Since many of the most virulent pathogens infect through a mucosal (respiratory, gastrointestinal, or genitourinary tract) surface, vaccination at these sites is often the strategy to generate local prophylactic response(s). A major limitation of mucosal vaccination is the challenge of delivering non-pathogenic immunogens into the epithelial cells and/or the underlying lamina propria in a manner that emulates an actual infection by that pathogen. As one might expect, there are many physical, physiological, and biological hurdles in place at these mucosal surfaces to maintain homeostasis and make it difficult for materials the size of viruses to enter. Pathogens, however, have developed elaborate mechanisms to overcome these hurdles through their infective processes. Thus, there are severe challenges for safe and efficient immunogen delivery at mucosal surface to achieve a consistent immunization. An added issue is that mucosal immunity appears to be more dynamic than systemic immunity, likely in response to the ever-changing environmental challenges being confronted, with the likelihood of vaccination boosts being needed in the timeframe of months rather than years to maintain truly prophylactic protection.
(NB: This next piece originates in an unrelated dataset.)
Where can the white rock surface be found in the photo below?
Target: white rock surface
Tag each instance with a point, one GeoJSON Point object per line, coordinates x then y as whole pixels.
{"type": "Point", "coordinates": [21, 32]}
While mucosal vaccination can also generate a corrective vaccination outcome, the complex delivery challenges associated with mucosal vaccination can be eliminated by parenteral injection, commonly achieved via the IM, SC, or ID routes. Intravenous (IV) administration can technically be used for parenteral vaccine administration, but this route is not generally used since vaccines are commonly formulated as a depot to incite a more robust and durable response, and such depots are not amenable for administration by the IV route [2]. There are several anatomical distinctions to be considered, however, between IM, SC, and ID vaccine injection routes. The ID injection site is a dense connective tissue bed that contains hair follicles, blood vessels, lymphatic vessels, and sweat glands with limited potential for expansion. By comparison, injections into the SC site enter into an expandable space composed of a loose connective tissue structure housing adipocytes. The IM injection site is also an expandable environment able to accept an injected material as it is dispersed between muscle fascicles. SC injections for vaccination are commonly from 1–1.5 mL in volume [3], IM injection are 2–5 mL [4], but 50 µL or less for ID injections [5]. Transition from an SC injection to ID typically involves reducing the injected dose volume to 10–20% of the full dose delivered either SC or IM while remaining safe and efficacious. Multiple studies comparing the full dose IM to reduced dose ID administrations of inactivated poliovirus have shown sufficiently promising results to warrant adoption of this change for both routine and supplementary vaccinations as a dose-sparing strategy [6].

ID vaccinations were probably the first intentional immunization strategy, being achieved by applying inactivated whole pathogens to skin sites damaged by physical scoring [7]. This approach allowed the host’s immune system to establish an immunity to the pathogen based upon an individual’s unique immune system repertoire. With the advent of needles and syringes, it became possible to deliver an exact quantity of a vaccine material in a reproducible manner, leading to SC or IM injections becoming a standard immunization strategy. With such standardized injections came the concept of augmenting the immune response by incorporating adjuvants as part of an injected depot [8]. The outermost layer of human skin is known as the epidermis with a thickness of 0.05–0.2 mm; beneath the epidermis is the dermis which is a network of collagen fibers only 1.5–3 mm thick with the SC space below that being quite viable in thickness. IM injections are administered at a 90º angle to the skin surface with a needle that is sufficiently long to reach a striated muscle after penetrating the epidermis, dermis, and SC tissues, while SC injections are given at a 45º angle. ID injections, however, are given and at a 10–15º angle. This very low angle, known as the Mantoux technique, can be awkward to get a needle correctly placed prior to administration [9].